- Born: 26 October 1934 Bern
- Died: 28 September 2014 (aged 79) Thun
- Education: Bern Conservatory; Musikhochschule Frankfurt;
- Occupations: Classical bass singer; Academic teacher;
- Organization: Hochschule für Musik Saar

= Jakob Stämpfli (bass) =

Swiss bass concert singer and academic teacher

Jakob Stämpfli (26 October 1934 – 28 September 2014) was a Swiss bass concert singer and an influential academic teacher and director of the conservatory in Bern, also a teacher in Saarbrücken.

== Career ==
Born in Bern, Jakob Stämpfli studied voice at the Bern Conservatory with Jakob Keller and at the Musikhochschule Frankfurt with Paul Lohmann.

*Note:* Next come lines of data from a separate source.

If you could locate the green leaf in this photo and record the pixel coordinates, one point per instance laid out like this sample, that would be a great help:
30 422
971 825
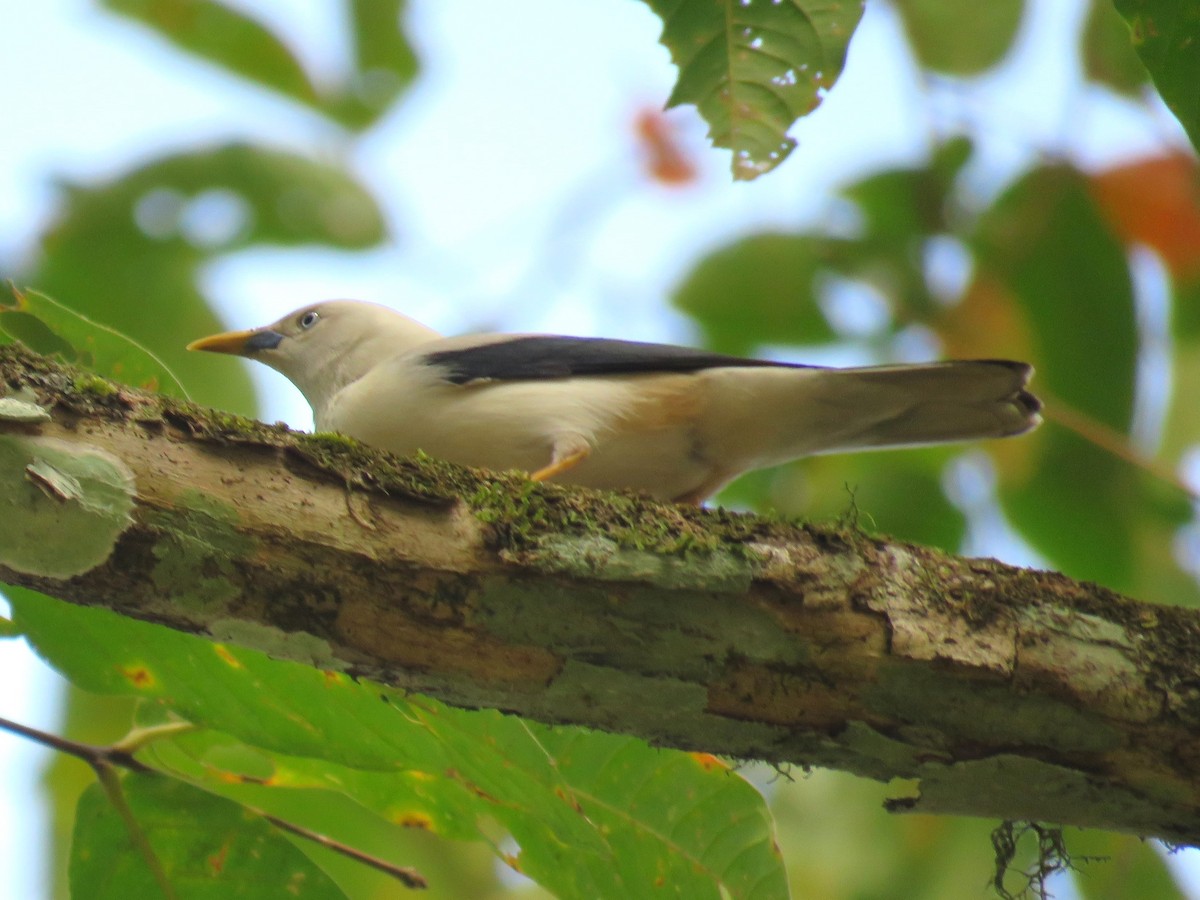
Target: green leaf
1109 55
207 846
84 342
753 69
594 815
757 292
130 252
1167 34
1048 245
1121 867
225 36
384 64
960 37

His first recording was in 1955 the bass part of Bach's Christmas Oratorio with the Thomanerchor conducted by Günther Ramin. Stämpfli's repertoire includes all the oratorios of Johann Sebastian Bach and more than one hundred Bach cantatas. He recorded especially with the Gächinger Kantorei and Helmuth Rilling, including rarely performed cantatas such as, in 1967, the reconstructed Entfliehet, verschwindet, entweichet, ihr Sorgen, BWV 249a, also called Shepherd cantata. Also in 1967 he recorded the bass arias of Bach's St Matthew Passion with Hans Swarowsky, the Vienna Academy Chamber Choir and the Wiener Sängerknaben, the Vienna State Symphony Orchestra, Heather Harper and Kurt Equiluz singing both the vox Christi and the arias. Jakob Stämpfli recorded Bach cantatas with Karl Ristenpart, also Bach's Magnificat and two of Bach's Missae breves with Maurice André, trumpet. A review of Bach cantatas recorded with conductor Fritz Werner credits his singing: "The magnificent bass aria, ‘Der alte Drache brennt vor Neid’, in which soloist Jakob Stämpfli is accompanied by timpani and no less than three trumpets, is powerfully conveyed; Stämpfli is in commanding form".

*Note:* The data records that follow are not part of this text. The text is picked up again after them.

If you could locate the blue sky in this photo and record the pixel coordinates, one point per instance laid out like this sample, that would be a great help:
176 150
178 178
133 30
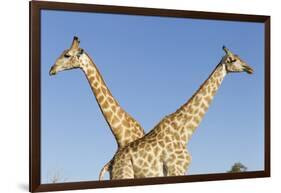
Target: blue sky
152 65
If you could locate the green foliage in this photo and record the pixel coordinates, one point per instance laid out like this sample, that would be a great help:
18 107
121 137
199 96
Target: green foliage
237 167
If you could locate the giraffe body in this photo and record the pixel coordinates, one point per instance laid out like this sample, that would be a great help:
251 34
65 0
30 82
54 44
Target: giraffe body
162 152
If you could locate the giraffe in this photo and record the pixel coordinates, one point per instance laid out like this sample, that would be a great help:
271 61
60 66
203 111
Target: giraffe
123 126
162 151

In 1963 he recorded Frank Martin's oratorio for soloists, choruses & orchestra In Terra Pax, written in 1944, with Ernest Ansermet conducting the Orchestre de la Suisse Romande.

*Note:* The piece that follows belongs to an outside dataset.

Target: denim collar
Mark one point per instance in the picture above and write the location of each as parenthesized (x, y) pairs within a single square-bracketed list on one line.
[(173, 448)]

Jakob Stämpfli was a teacher at the Conservatory of Biel (1960–1962) and at the Bern Conservatory for music and theatre from 1963 where he was appointed director in 1992. He has also taught at the Hochschule für Musik Saar in Saarbrücken and the Hochschule für Musik und Theater Hamburg. He has given international master classes and served as a judge for vocal competitions. His students have included Klaus Mertens, Siegmund Nimsgern, Cornelius Hauptmann and Dominik Wörner.

From 2005 until 2007 he directed the festival Bachwochen Thun – Amsoldingen. In 2007 the festival presented a performance of Bach's Mass in B minor with the ten singers of the Cantus Firmus Vokalensemble in the church of Amsoldingen. He was acting chairman of the Swiss Music Pedagogic Association. He died in Thun.